It was kind of a bummer on one hand learning that it wasn’t a fairy that magically appeared to swap your tooth for cold hard cash, but rather your mom or, visual horrors, dad.
At the same time, it was, to your nearly-halfway-to-a-decade-on-this-planet-wizened-six-year-old mind, confirmation of what you had a sneaking suspicion was the case in any event.
And, so it is with the next case.
In California, most public school construction projects are built using the traditional design-bid-build project delivery method in which a design professional designs the project, the project is put out for competitive bid and the selected contractor builds the project.
But not all school construction projects are built this way.
In addition to design-build, where design and construction is performed by a single design-build entity, California school districts can also enter into lease-leaseback arrangements in which a school district leases its property to a developer, usually for $1 per year, and the developer builds the school project and leases the property back to the school district.
Like design-build, lease-leasebacks are an alternative project delivery method which has as its ultimate goal getting projects built faster, more cost effectively, with better quality control and fewer disputes.
However, there has been some question regarding whether lease-leasebacks require competitive bidding.
The answer, on its face, would appear to be no. Education Code section 17406, which authorizes school districts to use lease-leasebacks, provides that a school district may “without advertising for bids” lease property to a developer for construction of school facilities and lease such facilities back from the developer:
The governing board of a school district, without advertising for bids, may let, for a minimum rental of one dollar ($1) a year, to any person, firm, or corporation any real property that belongs to the district if the instrument by which such property is let requires the lessee therein to construct on the demised premises, or provide for the construction thereon of, a building or buildings for the use of the school district during the term thereof, and provides that title to that building shall vest in the school district at the expiration of that term. The instrument may provide for the means or methods by which that title shall vest in the school district prior to the expiration of that term, and shall contain such other terms and conditions as the governing board may deem to be in the best interest of the school district. (emphasis added).
In addition, more than 40 years ago (I had no idea lease-leasebacks have been around that long), the California Attorney General’s Office has opined that competitive bidding is not required for lease-leasebacks. However, no California court has expressly addressed the issue. That is, until now.
Los Alamitos Unified School District v. Howard Contracting, Inc.
In Los Alamitos Unified School District v. Howard Contracting, Inc., Case No. G049194 (September 17, 2014), the California Court of Appeals for the Fourth District became the first court to definitively answer whether Education Code section 17406 exempts school districts from obtaining competitive bids when entering into lease-leaseback agreements. And the answer was “yes.”

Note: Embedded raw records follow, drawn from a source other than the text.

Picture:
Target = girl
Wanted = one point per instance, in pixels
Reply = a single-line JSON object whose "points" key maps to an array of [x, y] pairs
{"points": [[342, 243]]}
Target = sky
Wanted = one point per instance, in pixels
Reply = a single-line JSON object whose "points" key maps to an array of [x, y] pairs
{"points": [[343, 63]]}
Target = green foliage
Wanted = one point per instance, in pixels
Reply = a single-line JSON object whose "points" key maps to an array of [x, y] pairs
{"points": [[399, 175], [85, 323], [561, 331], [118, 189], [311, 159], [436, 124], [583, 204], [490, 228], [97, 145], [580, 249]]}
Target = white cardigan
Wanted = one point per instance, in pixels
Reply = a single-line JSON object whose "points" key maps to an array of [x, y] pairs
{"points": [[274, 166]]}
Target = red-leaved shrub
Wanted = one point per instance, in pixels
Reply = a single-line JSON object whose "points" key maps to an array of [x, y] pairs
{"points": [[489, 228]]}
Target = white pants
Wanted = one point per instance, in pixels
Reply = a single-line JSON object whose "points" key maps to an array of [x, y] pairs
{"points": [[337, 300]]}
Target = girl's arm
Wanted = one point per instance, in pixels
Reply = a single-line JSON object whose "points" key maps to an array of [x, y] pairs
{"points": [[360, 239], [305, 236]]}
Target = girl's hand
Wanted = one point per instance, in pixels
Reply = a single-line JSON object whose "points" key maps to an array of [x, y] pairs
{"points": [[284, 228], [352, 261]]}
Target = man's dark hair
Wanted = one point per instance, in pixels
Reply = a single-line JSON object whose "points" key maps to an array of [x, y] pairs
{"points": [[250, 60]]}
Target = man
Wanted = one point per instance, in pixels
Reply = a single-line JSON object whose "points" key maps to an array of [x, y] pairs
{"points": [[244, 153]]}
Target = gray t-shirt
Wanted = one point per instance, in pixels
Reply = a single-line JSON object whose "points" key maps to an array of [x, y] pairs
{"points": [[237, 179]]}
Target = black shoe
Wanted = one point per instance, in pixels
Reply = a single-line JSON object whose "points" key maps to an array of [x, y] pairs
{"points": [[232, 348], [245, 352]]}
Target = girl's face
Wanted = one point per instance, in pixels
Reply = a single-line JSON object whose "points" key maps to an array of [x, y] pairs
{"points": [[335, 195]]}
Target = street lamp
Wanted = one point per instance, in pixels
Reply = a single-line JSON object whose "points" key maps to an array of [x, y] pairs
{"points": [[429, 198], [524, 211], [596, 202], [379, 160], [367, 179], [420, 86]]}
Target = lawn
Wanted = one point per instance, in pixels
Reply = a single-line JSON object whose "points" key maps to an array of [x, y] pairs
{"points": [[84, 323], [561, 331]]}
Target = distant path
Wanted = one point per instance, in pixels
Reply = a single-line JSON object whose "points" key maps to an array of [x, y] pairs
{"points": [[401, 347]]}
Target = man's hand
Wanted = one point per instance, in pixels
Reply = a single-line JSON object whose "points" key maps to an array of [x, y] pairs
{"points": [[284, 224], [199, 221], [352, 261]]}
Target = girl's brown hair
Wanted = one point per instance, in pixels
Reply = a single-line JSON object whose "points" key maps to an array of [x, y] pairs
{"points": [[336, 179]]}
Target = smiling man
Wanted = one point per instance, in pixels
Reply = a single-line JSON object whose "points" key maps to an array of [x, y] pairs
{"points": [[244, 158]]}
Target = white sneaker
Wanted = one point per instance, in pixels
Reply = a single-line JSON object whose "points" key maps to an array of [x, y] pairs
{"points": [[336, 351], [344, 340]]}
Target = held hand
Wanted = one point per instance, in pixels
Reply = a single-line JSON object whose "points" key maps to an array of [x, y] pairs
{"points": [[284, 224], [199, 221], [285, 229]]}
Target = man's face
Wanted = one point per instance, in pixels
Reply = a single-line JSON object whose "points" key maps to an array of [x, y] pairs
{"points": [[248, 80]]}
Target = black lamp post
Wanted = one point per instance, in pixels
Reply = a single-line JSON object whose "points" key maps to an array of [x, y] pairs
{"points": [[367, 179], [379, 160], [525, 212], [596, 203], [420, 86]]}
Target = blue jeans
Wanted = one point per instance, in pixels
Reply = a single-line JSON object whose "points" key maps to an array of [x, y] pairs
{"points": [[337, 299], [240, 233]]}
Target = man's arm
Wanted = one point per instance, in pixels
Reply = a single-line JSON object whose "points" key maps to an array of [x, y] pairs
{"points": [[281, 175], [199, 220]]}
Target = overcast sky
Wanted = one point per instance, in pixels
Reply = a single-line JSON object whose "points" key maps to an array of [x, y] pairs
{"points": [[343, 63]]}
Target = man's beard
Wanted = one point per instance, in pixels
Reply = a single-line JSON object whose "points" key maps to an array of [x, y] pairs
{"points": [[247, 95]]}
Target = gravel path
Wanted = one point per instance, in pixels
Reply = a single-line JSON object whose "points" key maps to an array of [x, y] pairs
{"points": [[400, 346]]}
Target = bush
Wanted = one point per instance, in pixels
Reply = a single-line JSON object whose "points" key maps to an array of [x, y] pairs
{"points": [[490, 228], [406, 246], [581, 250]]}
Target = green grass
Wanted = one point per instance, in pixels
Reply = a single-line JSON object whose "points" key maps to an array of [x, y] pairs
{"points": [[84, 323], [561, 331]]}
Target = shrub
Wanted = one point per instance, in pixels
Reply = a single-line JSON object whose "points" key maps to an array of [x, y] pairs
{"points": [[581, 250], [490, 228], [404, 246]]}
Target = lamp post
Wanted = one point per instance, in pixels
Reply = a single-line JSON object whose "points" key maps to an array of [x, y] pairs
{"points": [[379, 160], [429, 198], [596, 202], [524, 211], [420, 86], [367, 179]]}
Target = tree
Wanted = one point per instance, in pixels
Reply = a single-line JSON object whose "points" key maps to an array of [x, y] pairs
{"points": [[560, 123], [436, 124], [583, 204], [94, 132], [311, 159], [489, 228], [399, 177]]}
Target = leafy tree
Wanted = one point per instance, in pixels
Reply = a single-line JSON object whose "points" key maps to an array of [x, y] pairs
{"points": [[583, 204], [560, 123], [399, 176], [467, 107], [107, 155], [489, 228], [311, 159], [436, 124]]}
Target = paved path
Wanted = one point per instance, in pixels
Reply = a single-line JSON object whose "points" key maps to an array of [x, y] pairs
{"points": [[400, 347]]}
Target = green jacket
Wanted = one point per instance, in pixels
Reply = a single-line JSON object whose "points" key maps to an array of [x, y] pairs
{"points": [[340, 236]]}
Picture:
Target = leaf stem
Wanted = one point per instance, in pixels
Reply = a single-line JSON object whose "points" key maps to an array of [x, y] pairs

In Los Alamitos Unified School District, the Los Alamitos Unified School District (“District”) entered into a lease-leaseback agreement with contractor Byrom-Davey, Inc. for track and athletic field improvements at a District high school. Another contractor, Howard Contracting, Inc. (“Howard”), challenged the lease-leaseback arrangements contending that it was “unconstitutional, unconscionable, illegal, and a theft of public funds” because it was not competitively bid.
[Note: You’ll notice that Howard was the defendant, not the plaintiff, in the case. The District, who was the plaintiff, filed suit pursuant to Code of Civil Procedure section 860, which authorizes a public entity to file suit to determine the validity of its action]
The contractor also argued that, even if lease-leasebacks generally do not have to be competitive bid, only the lease of the District’s property was exempt from competitive bidding but not the construction of school project itself.
The Court of Appeals disagreed. Relying on the plain reading of Section 17406 which permits school districts to enter into lease-leaseback arrangements “without advertising for bids,” and a long-standing California Attorney General’s Office opinion which held that competitive bidding was not required under a predecessor statute to Section 17406, the Court held that “the statute is plain, unambiguous, and explicit, and does not impose bid requirements on school districts” and that since the Attorney’s General’s opinion 40 years ago “nothing has occurred in the interim that would change our conclusion.”
So, there you go folks. While competitive bidding is required on most public works projects it is not required on all public works projects and is definitely not required on lease-leaseback project. Surprised? Didn’t think so.